Living off the land and sea by Roger Knight
Ora atu te whenu me te moana
Living off the land and sea
Forty years or ago, when I was living in New Zealand, bush tucker and sea food was in abundance. Large packhorse cray fish were still on the go, the largest spiny lobster in the world. We even had one for our Christmas dinner one year, instead of a turkey.
My mate and I would often go on camping trips, going off the beaten track up to the Coromandel peninsular, where it’s pohtukawa fringed coastline would be ablaze in crimson around Christmas time.
We would also set up camp along the remote parts of the East coast, where you would be the first to see the rays of the morning sun greeting the southern hemisphere. We would take the most basic of provisions with us, a few potatoes, a case of beer, a cask of wine and our rifles and spearguns.
When the sea conditions were favourable, we would spear red moki, a favoured staple, and attempt to spear king fish, who were larger and more powerful, and much harder to grapple with. Crayfish were always a delicacy and much sought after. I would typically spear up to three red moki on a single dive, and try to remove them from the water as quickly as possible, so as not to attract sharks.
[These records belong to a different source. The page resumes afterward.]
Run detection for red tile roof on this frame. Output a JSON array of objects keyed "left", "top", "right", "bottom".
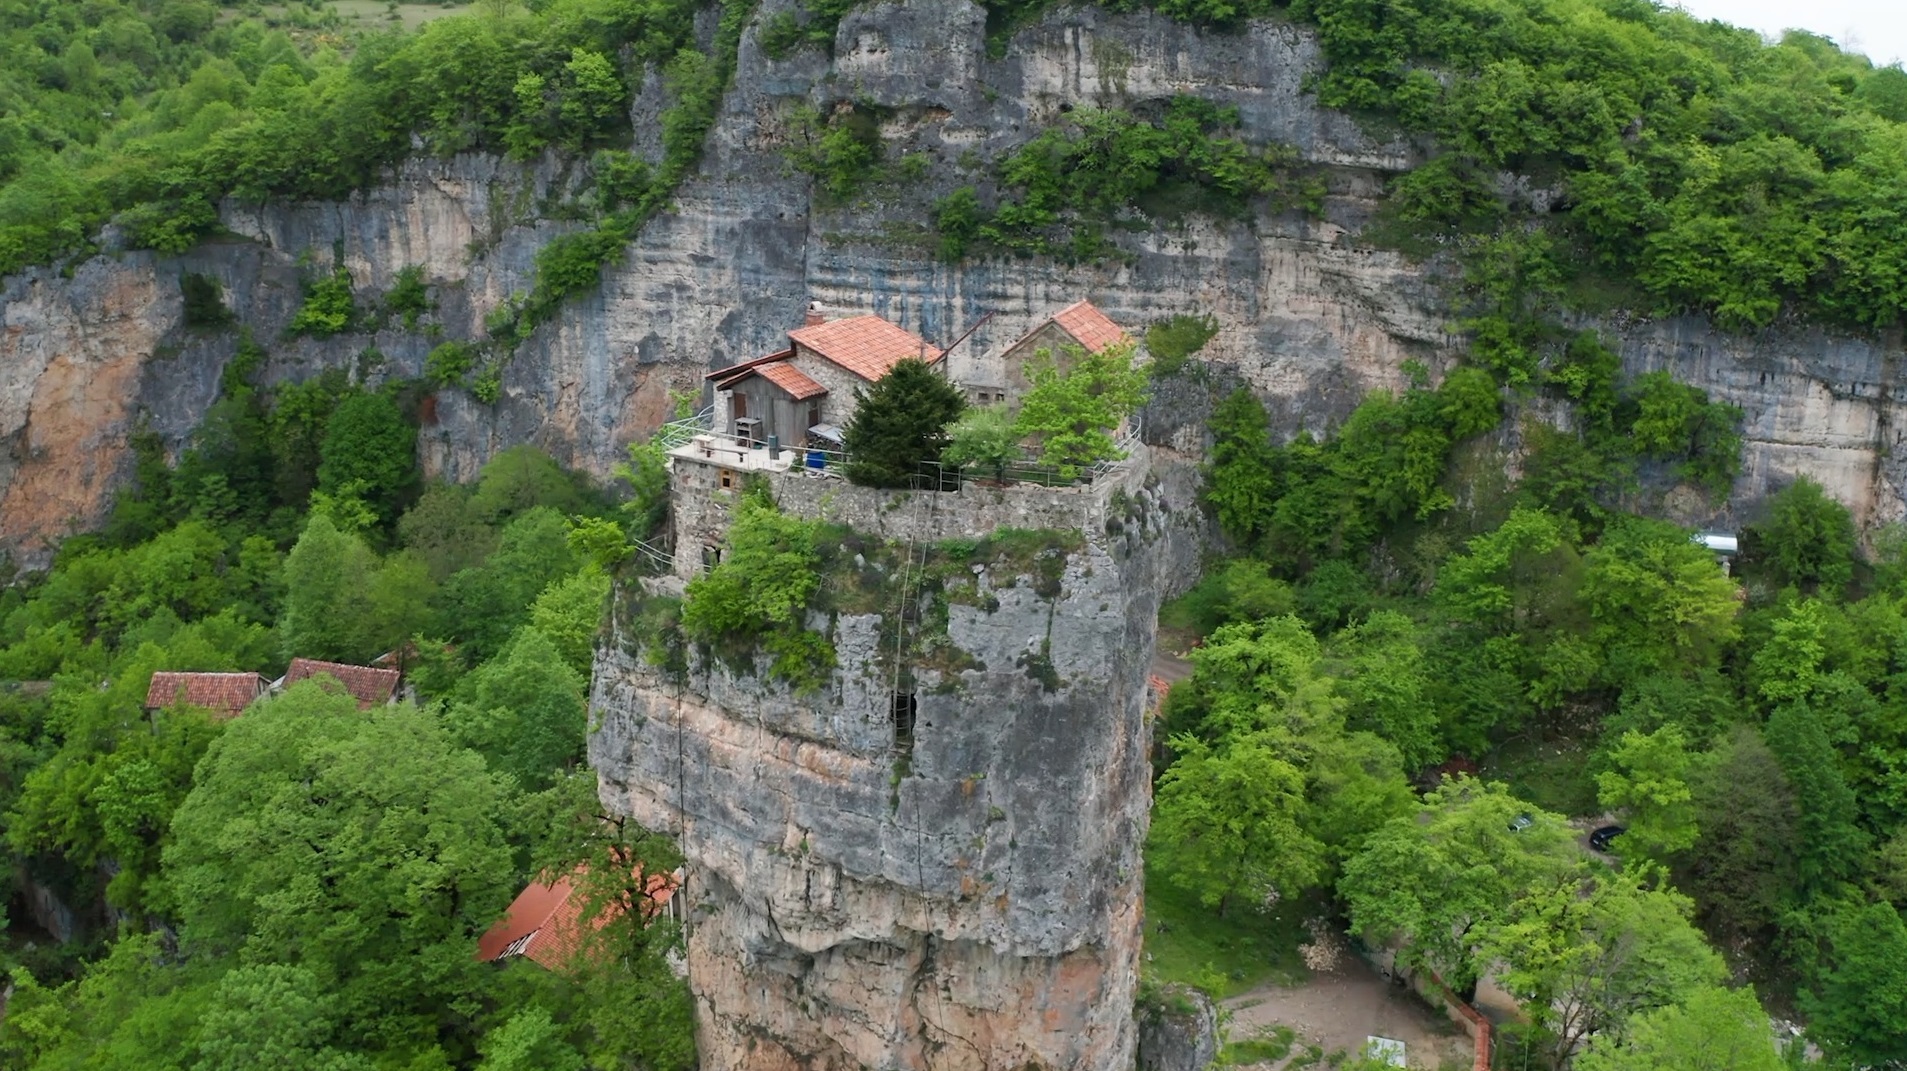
[
  {"left": 144, "top": 672, "right": 269, "bottom": 718},
  {"left": 478, "top": 866, "right": 680, "bottom": 970},
  {"left": 751, "top": 361, "right": 829, "bottom": 400},
  {"left": 706, "top": 348, "right": 794, "bottom": 382},
  {"left": 788, "top": 315, "right": 943, "bottom": 381},
  {"left": 1048, "top": 300, "right": 1130, "bottom": 353},
  {"left": 284, "top": 658, "right": 401, "bottom": 710}
]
The risks of this were brought home to us, when a spear fisherman was taken by a great white, near Opotoki, with several speared fish still attached to his waist.
With heavy rain and the consequent run off, visibility in the sea would be lost, and we would turn our attention to feeding ourselves from the bush. With Jill, my mates little fox terrier, we would head off into the dense bush.
Inhabited by wild goats, pigs, turkeys and deer, we would often shoot whatever we saw first, and that would be on the evening menu. Bush turkey was pretty tough chewing, but kid was much more tender. This would be complimented with wild watercress, that was easily sourced and made the meal marginally more appetising.
However, the tucker you had speared or shot that day and had prepared and cooked on an open fire, surrounded by such pristine scenery, gave the meal a unique and appreciable taste of it’s own. It provided a special connection with the environment, that in a way was sustaining me, but at the expense of other life that I had intruded upon. I was always struggling to reconcile this and still do.
Once we had acquired a small tinny [ an aluminium boat ], which we towed behind the car, our ability to catch more seafood greatly increased. We made the mistake though on one fishing trip, of taking crayfish in season. Their eggs were as delicious as caviar. At the end of our fishing trip, which had been curtailed by heavy rain, we stopped at a pub in Thames. On leaving however, the car refused to start, so we asked some Maoris we had seen in the pub to help push start us. On seeing our boat and gear, they promptly produced their fishery inspector ID’s and confiscated all our crayfish. We were lucky that our boat and dive gear was not impounded. No doubt they had a great feed at our expense afterwards.
Having become so closely acquainted with both the land and sea as I did, certainly enriched my experience of living in New Zealand and has helped to deepen my understanding and appreciation of the Maori people and the reverence they have for their land, sea and marine life in particular. They are connected in a way, not unlike that of the American Indians, that is worthy of emulation.